Full circle...
from tasblets, to Google glasses, mobile boredom, back to the desktop?
Just days after chopping sales forecasts for the PC market, analysts at IDC have taken the knife to shipment estimates for fondleslabs. Around 1.7 million fewer devices are expected to find a loving home this year. Slabs are now under fire from larger smartphones, said IDC, but it is also expecting wearable web-surfing devices …
I'm sure that IDC are excellent at counting beans, but ISTM that their predictions aren't any more accurate than those of any other informed observers. I suppose it would be too much to hope that the meeja would bite the hand that feeds them ready-to-eat news bites, and run a retrospective assessment of these forecasts?
............... a minute fraction of the margin of error."
Indeed, nothing shows more clearly that there are few people more unscruplous and dishonest than those who feel an overwhelming need to attract public attention with regard to their opinions. In that sense the resemblance between analysts, single-issue obsessives and politicians is striking.
"this sales volume still represents year-on-year growth of nearly 58 per cent"
Only 58%? Tablet sales are clearly about to drop off a cliff. Analysts, don't you just love 'em? They make some (earlier) insanely optimistic prediction and when they later realise that these overblown expectations are unlikely to be fulfilled they start doing headless chicken impersonations howling "the sky's falling in". What a bunch of expletives deleted.
Headline says fewer will be sold when it is the new PREDICTION that has been lowered compared to the old one. The actual sales is still predicted to be up by almost 58 percent.
Minus 1,7 million says the headline. I get the difference between 229.3 million and 227.4 million to 1.9, so I predict, nay, state that 200 000 tablets have gone missing in this melange of fact and fiction.
@Bernard
Usual throwaway line - how do you tell a PR person is lying .... moving lips.
I have to brief PR people for my company on our tech, products and services - and the fun and games trying to get them to understand the nuances in the first place and then get them to transcribe it to the 'message' is, well fun and a game.

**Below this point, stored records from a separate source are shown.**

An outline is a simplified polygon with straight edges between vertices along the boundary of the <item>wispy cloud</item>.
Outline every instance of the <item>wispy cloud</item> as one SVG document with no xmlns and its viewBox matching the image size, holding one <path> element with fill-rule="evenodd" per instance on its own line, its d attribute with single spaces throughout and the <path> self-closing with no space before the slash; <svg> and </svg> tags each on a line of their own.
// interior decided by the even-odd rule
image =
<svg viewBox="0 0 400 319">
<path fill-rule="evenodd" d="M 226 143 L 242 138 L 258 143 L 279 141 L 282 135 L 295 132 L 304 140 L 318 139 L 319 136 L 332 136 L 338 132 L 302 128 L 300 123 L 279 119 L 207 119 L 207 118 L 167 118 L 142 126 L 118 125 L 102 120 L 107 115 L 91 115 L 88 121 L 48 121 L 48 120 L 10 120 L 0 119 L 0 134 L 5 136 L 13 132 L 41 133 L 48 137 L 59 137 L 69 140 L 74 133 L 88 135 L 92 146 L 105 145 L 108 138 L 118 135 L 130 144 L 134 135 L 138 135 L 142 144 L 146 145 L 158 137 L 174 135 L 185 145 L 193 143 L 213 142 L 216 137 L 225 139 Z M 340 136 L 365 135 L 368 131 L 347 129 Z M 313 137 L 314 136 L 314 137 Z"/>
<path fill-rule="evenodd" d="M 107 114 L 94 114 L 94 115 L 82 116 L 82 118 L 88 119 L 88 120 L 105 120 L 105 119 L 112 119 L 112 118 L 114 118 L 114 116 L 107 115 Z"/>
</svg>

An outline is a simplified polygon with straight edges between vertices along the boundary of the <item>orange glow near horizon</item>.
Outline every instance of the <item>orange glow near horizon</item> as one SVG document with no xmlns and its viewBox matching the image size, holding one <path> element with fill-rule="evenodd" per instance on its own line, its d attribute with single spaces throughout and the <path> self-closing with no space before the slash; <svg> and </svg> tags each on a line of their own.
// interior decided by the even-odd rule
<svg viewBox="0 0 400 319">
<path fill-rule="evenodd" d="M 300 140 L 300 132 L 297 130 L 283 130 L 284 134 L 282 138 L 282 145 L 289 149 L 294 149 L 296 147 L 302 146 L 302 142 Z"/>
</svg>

Of course whatever hits the streets in whatever media form has a normalized random chance of being truthful.
So the idea of getting them to understand statistics, variance and so on is just a null proposition.
Just remember that "analysis" is a portmanteau of "anal" and "lysis".
Which reminds me of the wise words of Jack Handey:
Maybe in order to understand mankind, we have to look at the word itself. Basically, it's made up of two separate words — "mank" and "ind." What do these words mean? It's a mystery, and that's why so is mankind.
Nope, same thing with me. I rarely replace anything, unless the replacement is cheaper than hell, or the item being replaced is broken. Example, I just replaced nook color with nook HD+. Color still works, but could buy HD+ for $115 including case. I have a hard time replacing stuff that works well enough, so desktop is still core 2 duo, with 17" 4:3 screen.